Footnote 1:  The #MeToo hashtagapalooza all over the Tweeter that happened coincidentally in the direct aftermath of L’Affaire Weinstein breaking out I think is not a timing coincidence.  I happen to think it was a manufactured PR stunt/diversion on the part of Harv’s surrogates or fellow travelers to try to fluff up the frequency of professional sexual harassment in order to make Harv seem “not so bad.”  If you ever watched Billy Madison, then you’ll remember this part, which should drive the analogy home.  It’s also why, as any good red pilled brain could have predicted, that Official Feminism is trying to distract us from the bad actor of a Hollywood Jew who unloads truckloads of money on leftist causes and Democrat politicians and trying to pawn this off on all men, one clickbait article on a clickhole-left website suggested that men need a curfew.

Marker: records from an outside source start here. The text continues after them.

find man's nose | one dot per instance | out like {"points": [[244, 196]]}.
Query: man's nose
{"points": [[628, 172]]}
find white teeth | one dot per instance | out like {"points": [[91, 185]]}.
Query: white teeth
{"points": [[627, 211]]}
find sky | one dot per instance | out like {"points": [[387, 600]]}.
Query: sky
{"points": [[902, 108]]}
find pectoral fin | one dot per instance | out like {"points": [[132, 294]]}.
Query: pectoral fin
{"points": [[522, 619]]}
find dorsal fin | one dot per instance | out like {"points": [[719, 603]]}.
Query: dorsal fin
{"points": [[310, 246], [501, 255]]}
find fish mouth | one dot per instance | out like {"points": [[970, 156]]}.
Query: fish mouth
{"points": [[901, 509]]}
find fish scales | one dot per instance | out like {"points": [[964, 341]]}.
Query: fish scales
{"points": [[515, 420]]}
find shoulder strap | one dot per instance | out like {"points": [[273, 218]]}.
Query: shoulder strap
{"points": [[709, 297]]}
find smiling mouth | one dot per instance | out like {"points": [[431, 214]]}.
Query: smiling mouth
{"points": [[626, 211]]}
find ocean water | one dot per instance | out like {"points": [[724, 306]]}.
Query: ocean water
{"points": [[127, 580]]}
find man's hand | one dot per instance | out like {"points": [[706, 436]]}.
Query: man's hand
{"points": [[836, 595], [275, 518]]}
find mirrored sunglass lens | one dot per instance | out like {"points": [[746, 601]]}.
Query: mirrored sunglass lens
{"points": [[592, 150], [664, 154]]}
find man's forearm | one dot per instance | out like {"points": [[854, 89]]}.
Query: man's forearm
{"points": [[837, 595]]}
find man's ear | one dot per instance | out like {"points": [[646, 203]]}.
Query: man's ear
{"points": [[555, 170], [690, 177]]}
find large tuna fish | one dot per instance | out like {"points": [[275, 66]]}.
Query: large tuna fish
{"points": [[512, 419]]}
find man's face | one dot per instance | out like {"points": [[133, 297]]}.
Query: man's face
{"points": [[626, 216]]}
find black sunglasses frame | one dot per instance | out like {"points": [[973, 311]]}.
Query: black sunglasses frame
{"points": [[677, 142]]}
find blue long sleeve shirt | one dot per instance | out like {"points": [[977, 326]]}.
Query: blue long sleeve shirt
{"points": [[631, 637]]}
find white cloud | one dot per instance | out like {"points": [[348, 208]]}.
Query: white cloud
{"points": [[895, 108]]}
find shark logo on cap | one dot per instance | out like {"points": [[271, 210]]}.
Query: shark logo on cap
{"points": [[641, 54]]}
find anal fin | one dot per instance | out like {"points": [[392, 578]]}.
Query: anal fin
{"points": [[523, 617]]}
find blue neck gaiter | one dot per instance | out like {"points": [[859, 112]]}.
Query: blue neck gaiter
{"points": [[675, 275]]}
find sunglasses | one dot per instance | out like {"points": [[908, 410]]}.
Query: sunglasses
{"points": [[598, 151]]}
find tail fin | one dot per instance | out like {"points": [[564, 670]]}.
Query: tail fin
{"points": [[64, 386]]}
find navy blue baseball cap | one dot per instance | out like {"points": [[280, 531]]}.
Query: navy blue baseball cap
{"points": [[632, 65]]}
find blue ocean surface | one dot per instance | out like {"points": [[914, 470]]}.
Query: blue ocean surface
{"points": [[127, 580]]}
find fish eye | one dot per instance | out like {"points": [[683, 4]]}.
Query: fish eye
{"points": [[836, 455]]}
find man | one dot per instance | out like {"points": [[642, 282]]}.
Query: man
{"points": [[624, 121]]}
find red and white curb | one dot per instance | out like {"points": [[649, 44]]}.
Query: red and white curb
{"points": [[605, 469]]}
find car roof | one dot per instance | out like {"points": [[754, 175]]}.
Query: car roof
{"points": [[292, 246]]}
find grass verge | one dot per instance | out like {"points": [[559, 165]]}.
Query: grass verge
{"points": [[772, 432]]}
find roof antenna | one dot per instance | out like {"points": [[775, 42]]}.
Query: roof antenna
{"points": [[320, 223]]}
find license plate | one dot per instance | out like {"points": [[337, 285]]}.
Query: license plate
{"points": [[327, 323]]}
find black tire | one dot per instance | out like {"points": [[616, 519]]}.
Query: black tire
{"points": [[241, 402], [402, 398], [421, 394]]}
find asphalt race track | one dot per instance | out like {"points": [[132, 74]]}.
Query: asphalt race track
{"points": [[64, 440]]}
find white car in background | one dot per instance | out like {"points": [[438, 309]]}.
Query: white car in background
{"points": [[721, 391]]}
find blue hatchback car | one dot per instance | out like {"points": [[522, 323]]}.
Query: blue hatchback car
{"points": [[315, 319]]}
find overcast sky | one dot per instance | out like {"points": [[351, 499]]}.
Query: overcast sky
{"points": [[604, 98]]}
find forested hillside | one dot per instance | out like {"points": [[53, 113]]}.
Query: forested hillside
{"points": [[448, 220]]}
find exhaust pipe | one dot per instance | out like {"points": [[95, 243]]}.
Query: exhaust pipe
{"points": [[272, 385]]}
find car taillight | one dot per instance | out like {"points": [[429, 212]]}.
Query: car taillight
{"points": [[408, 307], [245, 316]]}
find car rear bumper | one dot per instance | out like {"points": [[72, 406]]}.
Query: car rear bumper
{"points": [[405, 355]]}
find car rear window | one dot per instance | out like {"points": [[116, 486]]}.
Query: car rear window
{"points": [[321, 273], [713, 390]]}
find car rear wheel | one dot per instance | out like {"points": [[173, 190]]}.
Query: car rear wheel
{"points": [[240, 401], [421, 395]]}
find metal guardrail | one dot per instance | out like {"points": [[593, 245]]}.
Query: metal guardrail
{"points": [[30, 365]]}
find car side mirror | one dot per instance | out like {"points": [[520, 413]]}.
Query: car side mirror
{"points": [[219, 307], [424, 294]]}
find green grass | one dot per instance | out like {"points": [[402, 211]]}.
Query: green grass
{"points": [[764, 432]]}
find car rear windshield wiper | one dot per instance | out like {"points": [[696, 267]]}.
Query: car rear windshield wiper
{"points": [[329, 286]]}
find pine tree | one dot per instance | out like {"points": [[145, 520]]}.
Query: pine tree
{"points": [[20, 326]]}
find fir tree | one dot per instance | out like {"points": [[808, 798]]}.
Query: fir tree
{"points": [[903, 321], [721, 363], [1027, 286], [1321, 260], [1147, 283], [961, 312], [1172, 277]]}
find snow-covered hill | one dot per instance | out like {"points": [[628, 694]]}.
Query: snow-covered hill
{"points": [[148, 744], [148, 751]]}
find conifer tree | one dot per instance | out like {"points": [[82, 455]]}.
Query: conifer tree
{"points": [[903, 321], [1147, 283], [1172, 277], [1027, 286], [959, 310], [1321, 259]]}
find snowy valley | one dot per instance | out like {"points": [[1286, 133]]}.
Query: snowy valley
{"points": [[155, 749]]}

Footnote 2:  Which is why I think that everyone is all of a sudden dropping all these dimes, almost all of them are being dropped on libs/Democrats.  This article is at least by its title and beginning about Jackie Speier, of Leo Ryan/Jim Jones/Jonestown fame, but you’ll see that our very own Claire McCaskill makes a cameo appearance.  In it, she says that “when she was a young state legislator in her twenties, she asked the speaker of the Missouri House of Representatives for advice on getting her first bill out of committee,” and after that, said Speaker’s answer involved knee pads.  Now, C-McC was in the State House from January 1983 to January 1989, and she turned 30 on July 24, 1983, so it was only during the first year’s regular session of her first term that she was both in her twenties and in the State House.  Which means that if her memory is accurate, the incident happened some time between January 1 and May 31, 1983.  Precisely speaking, that doesn’t matter, because the House Speaker for the entirety of her State House service was Bob Griffin, who also happens to be the longest tenured House Speaker in state history (1981-95), and unless term limits are repealed, he’ll have that record forever.  Of course, you all remember what happened with Griffin at the end of his career which both caused its ending and drew the interest of Federal prosecutors.  He was actually the second State House Speaker of a succession of three that the Feds nailed, two before Griffin was Richard Rabbitt, whom the Feds sent up the river in 1977.  Anyway, back to the subject, this means that Claire just dropped the dime on Bob Griffin.

Footnote 3:  Harv wanted to buy Strolling Bone magazine?  If that would have actually happened…oh boy…Fall 2017 would have been the season of a million self-writing jokes.  Haven Monahan would have been the most confused non-existing person in the world.